GAMALIEL SÁNCHEZ SALINAS
Miguel Falconi, cronista de Comalcalco, recibió de herencia una tienda de abarrotes que estuvo por años en céntricas calles de Comalcalco. Fue su abuelo quien decidió dársela al más inquieto de sus nietos.
Agradecido, pero más conmovido por el acto generoso del progenitor de su papá, el cronista pensó que lo menos que podía hacer era atender el negocio. Eran días de mucho trabajo que su don de gente hacia llevaderos y si el negocio era prospero, con él al frente prosperó más.
Un día se apareció en la tienda un extraño visitante.

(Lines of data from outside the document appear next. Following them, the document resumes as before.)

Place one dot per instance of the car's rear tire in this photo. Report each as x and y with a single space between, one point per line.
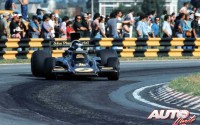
105 54
49 65
37 62
114 62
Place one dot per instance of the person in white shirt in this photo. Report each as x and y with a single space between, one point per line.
102 26
63 27
184 9
130 17
166 28
52 24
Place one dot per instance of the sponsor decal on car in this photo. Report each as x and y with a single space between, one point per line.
84 70
181 117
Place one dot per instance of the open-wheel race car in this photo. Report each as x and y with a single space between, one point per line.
77 62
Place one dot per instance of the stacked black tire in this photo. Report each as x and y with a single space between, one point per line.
109 58
42 64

Buscaba una máscara del mismísimo diablo, había recorrido las tiendas de toda la Chontalpa con resultados invisibles.
«Un viejo brujo me ha dicho que sí te pones la máscara del demonio, una fuerza tremenda se apodera de ti y sueltas poderosos rugidos«, dijo aquel hombre, mientras emitía los rugidos que imaginaba le daría el poder de la máscara.
Intrigado, el maestro Falconi ordenó a uno de sus trabajadores que buscará en la bodega, entre tanto cachivache, el antifaz del maligno. Después de un rato, cubierto de telarañas y polvo apareció el chalán sacudiendo una terrorífica máscara de Satanás y se la entregó al maestro Falconi.

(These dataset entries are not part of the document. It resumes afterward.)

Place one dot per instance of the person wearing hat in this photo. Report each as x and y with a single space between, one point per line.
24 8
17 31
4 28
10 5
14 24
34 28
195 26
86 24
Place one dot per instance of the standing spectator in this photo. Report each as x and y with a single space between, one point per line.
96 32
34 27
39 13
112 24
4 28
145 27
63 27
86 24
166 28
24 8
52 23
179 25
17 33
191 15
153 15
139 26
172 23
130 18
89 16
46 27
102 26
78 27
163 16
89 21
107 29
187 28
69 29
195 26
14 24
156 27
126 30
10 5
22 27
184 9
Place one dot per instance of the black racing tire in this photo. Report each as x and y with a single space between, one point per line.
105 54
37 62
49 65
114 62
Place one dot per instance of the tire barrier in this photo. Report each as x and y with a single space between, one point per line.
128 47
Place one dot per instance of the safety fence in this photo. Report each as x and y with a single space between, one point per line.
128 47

El hombre, visiblemente perturbado, arrebató la máscara al maestro y, desesperado, se la puso. De inmediato, lanzó un tremendo rugido y se deshizo en alaridos, mientras se sacudía en violentas convulsiones.
Todos los trabajadores de la tienda corrieron a verlo, impresionados. El maestro Miguel, asustado, ordenó le quitarán la máscara. El empleado más cercano dio un brinco y se la quitó.

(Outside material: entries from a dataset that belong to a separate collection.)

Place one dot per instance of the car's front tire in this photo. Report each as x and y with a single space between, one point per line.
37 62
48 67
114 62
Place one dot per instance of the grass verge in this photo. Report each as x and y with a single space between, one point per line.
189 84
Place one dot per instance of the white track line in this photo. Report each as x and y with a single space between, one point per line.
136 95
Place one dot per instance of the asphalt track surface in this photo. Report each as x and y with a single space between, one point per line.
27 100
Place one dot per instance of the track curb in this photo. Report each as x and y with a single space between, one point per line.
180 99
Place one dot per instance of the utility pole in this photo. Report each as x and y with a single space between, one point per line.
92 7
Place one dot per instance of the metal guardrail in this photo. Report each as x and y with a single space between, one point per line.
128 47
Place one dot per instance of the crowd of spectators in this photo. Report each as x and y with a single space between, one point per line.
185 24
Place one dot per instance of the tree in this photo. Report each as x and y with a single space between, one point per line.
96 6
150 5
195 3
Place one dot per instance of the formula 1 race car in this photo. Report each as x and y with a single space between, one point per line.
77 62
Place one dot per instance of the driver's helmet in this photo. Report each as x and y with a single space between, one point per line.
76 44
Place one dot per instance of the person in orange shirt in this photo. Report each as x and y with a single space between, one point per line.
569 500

Entonces, apareció el rostro de aquel hombre con un rictus de dolor y, en la mejilla, irritada, rojiza, un enorme alacrán que al sentirse atrapado clavó repetidas veces su venenoso aguijón.
La luciferina máscara no tenía los poderes anunciados por el anciano brujo a aquel hombre que, quejumbroso, reposaba en una silla con un pedazo de hielo en el cachete.